E no âmbito do Processo de Contra-Ordenação n.º ......, a IGAMAOT, por decisão notificada à arguida “A..., Unipessoal, Lda.”, por carta registada com aviso de recepção expedida a 18-05-2022, foi decidido (transcrição):
«1. Condenar a Arguida na coima de € 24.000,00 (vinte e quatro mil euros), pela prática de uma contraordenação ambiental muito grave (inexistência de garantia financeira relativa à responsabilidade ambiental, p. e p. pelos art.º 22.º e 26.º/1/f) do DL n.º 147/2008, de 29/07), sancionável a título de negligência nos termos previstos na alínea b) do n.º 4 do artigo 22.º Lei n.º 50/2006, de 29 de agosto, alterada e republicada pela Lei n.º 114/2015, de 28 de agosto, na sua redação atual;
2. Condenar a Arguida em custas de processo no valor de € 75,00 (setenta e cinco euros), ao abrigo do artigo 58.º da Lei n.º 50/2006, de 29 de agosto.»
«1. A Recorrente discorda da douta sentença proferida, na medida em que entende que a aplicação da coima, no valor de € 12.000,00 (doze mil euros), deveria suspender-se totalmente.
2. O Tribunal a quo considerou, e bem, que a moldura punitiva normal, que estava em causa, era manifestamente desproporcionada, tendo optado pela atenuação especial da coima.

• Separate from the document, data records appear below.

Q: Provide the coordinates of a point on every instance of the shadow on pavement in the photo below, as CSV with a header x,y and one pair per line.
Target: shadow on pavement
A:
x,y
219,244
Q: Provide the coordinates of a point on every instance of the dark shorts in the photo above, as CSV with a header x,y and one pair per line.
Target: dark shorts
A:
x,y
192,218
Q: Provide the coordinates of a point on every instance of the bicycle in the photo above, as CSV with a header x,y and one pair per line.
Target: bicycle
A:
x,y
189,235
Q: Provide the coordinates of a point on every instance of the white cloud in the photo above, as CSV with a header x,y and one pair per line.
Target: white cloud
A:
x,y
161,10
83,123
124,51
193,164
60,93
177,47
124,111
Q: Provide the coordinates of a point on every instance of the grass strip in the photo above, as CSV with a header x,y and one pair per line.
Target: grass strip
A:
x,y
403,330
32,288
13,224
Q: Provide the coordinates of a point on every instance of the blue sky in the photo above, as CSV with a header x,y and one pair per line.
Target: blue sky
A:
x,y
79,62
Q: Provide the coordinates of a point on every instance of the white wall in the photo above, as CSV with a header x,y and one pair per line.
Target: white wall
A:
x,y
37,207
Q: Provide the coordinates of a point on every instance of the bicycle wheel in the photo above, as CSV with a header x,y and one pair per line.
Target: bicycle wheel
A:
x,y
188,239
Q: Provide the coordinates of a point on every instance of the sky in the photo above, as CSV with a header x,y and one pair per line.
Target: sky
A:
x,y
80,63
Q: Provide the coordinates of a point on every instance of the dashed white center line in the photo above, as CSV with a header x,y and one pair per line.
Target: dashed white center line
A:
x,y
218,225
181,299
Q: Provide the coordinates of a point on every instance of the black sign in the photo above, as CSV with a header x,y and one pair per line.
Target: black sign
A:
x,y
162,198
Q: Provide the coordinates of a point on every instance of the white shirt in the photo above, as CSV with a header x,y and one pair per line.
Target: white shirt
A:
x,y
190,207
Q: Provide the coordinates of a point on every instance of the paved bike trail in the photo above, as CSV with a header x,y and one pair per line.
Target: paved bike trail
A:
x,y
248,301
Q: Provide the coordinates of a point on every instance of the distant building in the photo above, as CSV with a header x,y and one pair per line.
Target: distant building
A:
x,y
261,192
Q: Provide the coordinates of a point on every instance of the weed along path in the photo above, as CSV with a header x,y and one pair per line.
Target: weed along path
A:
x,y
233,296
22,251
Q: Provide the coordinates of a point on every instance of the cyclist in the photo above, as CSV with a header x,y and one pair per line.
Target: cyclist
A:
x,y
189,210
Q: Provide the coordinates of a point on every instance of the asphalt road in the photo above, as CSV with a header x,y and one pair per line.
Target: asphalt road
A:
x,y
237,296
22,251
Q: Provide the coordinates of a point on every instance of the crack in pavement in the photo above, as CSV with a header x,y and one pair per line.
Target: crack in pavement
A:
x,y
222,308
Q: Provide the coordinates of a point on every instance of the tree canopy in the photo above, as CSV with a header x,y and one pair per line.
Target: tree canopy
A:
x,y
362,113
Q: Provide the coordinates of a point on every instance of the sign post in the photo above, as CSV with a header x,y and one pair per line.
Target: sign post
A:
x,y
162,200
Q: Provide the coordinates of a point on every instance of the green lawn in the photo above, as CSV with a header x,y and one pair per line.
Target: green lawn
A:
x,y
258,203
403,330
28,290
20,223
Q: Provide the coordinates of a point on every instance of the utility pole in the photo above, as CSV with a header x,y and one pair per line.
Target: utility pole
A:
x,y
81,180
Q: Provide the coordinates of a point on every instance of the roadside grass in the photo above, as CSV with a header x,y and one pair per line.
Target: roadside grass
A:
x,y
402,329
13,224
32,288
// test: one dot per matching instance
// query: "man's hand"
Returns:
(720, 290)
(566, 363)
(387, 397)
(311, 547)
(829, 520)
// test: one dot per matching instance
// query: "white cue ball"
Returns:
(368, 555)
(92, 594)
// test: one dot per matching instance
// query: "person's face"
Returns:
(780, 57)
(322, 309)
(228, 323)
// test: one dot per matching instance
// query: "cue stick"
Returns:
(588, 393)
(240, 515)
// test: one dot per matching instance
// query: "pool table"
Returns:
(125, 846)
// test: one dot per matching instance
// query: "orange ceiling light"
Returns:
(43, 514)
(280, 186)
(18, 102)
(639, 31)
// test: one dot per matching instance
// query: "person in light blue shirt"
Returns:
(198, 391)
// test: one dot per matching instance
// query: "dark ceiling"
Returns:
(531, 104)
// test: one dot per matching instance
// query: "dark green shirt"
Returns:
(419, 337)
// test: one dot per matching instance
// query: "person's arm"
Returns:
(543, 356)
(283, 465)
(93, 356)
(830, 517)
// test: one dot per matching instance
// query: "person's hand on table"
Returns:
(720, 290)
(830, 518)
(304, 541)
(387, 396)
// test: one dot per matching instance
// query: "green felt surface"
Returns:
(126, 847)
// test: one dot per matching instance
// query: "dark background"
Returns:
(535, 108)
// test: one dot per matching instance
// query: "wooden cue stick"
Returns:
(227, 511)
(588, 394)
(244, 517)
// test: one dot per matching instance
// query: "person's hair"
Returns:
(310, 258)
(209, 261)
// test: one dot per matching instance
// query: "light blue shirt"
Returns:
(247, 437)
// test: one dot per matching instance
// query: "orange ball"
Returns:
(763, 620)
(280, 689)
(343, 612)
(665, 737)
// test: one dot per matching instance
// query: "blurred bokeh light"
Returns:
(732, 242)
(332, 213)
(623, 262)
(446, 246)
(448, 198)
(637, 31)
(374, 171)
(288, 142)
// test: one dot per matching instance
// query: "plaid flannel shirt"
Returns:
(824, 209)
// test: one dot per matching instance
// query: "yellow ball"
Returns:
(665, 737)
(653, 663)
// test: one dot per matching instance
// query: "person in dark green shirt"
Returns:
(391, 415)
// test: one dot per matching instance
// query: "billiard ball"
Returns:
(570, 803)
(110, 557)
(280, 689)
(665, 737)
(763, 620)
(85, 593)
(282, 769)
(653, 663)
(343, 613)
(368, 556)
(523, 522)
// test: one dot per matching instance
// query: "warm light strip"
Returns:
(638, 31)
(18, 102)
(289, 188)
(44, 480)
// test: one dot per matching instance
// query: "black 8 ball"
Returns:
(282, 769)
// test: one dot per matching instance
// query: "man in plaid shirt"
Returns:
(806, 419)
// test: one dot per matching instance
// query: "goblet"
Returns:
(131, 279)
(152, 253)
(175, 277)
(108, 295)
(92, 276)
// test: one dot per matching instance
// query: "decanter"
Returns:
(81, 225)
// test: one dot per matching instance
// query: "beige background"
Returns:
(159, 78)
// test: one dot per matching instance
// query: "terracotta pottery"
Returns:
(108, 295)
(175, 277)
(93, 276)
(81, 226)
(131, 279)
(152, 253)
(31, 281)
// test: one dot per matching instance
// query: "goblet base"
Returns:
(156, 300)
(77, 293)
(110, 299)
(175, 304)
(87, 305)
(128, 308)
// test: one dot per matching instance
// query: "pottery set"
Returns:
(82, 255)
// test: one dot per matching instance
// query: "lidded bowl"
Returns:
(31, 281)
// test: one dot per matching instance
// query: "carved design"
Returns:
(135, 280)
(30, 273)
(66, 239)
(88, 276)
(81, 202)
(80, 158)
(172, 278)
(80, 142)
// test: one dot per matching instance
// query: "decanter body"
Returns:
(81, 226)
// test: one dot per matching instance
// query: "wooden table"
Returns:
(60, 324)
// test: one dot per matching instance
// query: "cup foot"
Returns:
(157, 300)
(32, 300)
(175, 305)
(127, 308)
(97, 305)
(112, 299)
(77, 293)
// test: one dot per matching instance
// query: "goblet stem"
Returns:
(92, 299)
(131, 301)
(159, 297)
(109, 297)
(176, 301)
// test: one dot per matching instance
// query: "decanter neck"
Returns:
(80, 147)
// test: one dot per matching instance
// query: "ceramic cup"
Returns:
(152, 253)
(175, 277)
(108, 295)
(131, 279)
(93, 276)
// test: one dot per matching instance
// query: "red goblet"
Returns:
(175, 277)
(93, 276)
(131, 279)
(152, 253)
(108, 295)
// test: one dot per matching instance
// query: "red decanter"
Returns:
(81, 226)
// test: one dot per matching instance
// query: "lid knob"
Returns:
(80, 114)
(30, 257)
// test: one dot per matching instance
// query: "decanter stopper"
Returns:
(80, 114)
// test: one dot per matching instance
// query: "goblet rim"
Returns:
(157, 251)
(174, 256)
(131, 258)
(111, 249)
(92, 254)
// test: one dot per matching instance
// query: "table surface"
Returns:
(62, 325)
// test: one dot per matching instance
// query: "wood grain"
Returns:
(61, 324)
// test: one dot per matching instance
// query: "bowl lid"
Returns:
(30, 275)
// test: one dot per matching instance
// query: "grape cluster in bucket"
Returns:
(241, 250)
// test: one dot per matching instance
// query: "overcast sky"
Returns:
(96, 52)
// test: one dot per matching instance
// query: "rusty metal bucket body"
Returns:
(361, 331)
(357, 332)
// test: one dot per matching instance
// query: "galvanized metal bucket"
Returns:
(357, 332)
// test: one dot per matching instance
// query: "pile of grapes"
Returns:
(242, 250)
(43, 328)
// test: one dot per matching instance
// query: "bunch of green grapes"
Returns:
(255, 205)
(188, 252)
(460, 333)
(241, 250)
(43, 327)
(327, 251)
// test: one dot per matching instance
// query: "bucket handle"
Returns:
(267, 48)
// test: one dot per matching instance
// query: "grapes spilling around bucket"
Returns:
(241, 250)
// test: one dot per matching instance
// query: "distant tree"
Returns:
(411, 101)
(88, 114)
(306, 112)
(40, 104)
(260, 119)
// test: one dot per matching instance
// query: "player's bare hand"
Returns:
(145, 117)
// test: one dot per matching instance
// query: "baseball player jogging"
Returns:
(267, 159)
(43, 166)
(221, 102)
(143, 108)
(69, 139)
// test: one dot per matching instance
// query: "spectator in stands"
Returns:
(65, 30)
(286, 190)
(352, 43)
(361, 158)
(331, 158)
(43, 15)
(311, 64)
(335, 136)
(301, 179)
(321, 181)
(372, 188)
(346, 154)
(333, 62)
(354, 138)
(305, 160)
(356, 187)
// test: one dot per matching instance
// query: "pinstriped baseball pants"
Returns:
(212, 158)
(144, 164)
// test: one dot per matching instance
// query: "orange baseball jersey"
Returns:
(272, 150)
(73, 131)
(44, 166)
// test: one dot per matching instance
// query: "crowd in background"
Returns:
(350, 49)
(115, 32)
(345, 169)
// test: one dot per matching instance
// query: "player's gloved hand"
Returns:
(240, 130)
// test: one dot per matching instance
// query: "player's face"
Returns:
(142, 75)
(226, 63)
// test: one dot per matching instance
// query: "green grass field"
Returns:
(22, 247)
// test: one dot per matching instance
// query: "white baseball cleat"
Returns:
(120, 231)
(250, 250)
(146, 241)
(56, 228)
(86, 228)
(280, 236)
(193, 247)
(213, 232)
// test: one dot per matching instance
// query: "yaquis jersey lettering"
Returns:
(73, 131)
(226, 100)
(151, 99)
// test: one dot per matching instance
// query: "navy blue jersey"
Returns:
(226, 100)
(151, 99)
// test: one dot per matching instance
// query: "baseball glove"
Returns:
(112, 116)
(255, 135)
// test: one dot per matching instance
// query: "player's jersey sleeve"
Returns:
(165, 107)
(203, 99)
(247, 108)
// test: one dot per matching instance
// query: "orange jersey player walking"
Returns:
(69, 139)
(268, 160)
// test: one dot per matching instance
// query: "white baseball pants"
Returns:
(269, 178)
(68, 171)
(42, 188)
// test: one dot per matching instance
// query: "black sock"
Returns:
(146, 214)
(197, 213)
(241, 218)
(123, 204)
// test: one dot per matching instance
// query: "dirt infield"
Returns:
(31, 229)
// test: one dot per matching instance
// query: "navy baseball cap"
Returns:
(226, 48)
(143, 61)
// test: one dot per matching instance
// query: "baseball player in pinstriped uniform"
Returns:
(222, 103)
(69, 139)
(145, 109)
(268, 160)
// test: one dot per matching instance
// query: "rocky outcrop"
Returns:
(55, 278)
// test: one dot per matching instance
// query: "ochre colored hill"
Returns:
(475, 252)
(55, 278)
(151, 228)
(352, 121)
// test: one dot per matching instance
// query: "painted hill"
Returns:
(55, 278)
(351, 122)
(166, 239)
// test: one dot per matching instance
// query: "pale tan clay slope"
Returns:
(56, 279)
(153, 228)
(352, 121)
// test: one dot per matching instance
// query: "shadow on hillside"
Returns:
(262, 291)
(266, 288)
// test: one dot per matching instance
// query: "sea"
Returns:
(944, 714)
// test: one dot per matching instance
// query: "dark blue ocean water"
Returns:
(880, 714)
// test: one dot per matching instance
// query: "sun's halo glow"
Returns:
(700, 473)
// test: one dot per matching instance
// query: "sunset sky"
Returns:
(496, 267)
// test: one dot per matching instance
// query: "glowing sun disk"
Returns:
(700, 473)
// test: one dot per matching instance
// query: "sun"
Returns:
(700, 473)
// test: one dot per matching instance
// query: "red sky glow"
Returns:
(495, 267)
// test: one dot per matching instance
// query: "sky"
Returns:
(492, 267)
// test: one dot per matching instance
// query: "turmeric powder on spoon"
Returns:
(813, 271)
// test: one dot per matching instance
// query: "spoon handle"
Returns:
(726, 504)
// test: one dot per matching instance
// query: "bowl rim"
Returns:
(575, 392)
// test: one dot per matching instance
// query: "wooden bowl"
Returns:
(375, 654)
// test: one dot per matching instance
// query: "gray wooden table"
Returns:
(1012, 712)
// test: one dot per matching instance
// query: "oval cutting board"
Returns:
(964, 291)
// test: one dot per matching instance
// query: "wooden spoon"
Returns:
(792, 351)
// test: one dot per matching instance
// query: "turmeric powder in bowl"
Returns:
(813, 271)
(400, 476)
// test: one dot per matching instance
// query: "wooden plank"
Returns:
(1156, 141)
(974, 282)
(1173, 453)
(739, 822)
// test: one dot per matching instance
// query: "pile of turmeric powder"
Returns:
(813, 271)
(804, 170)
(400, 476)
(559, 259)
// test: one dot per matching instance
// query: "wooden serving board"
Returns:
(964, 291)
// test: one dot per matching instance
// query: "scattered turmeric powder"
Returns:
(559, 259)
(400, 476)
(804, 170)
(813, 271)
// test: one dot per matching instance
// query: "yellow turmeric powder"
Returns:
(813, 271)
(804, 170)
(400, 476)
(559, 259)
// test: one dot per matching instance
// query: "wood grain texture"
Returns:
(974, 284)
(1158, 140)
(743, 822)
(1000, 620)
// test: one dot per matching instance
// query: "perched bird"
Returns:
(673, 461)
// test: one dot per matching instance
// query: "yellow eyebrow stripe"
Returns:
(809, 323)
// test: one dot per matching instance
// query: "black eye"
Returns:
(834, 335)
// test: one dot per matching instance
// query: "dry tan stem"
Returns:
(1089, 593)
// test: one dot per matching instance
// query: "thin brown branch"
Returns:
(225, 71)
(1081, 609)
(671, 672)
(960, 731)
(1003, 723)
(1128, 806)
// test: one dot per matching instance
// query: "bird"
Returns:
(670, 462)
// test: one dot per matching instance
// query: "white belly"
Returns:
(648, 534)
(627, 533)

3. Acontece que, em nossa opinião, o Tribunal podia, e deveria, ter ido mais longe, aplicando in casu o mecanismo da suspensão da sanção previsto no art. 20º-A da Lei n.º 50/2006 de 29 de Agosto – Lei Quadro das Contraordenações Ambientais.
4. Isto porque, o próprio Tribunal de que se recorre considerou que “A arguida constituiu reserva livre nos seus próprios capitais, no valor de €2000,00, destinada a cumprir as obrigações decorrentes do regime jurídico de responsabilidade por danos ambientais, em 31-12-2018” – veja-se o ponto 12 dos factos provados,
5. Mais tendo relevado o depoimento do legal representante da arguida no sentido de confirmar “que não tinha à data, mas que não sabia que devia ter”.
6. Encontrando-se a situação anterior à infração totalmente resposta e inexistindo, salvo melhor opinião, efeitos decorrentes da mesma.
7. A Arguida é uma pequena oficina de automóveis, que atualmente tem apenas um funcionário.
8. A Arguida/Recorrente é primária no cometimento de infrações ambientais,
9. Tendo sempre atuado convencida de que exercia a sua atividade em conformidade com as normas legais, tendo agido sem culpa e em manifesto erro sobre a ilicitude.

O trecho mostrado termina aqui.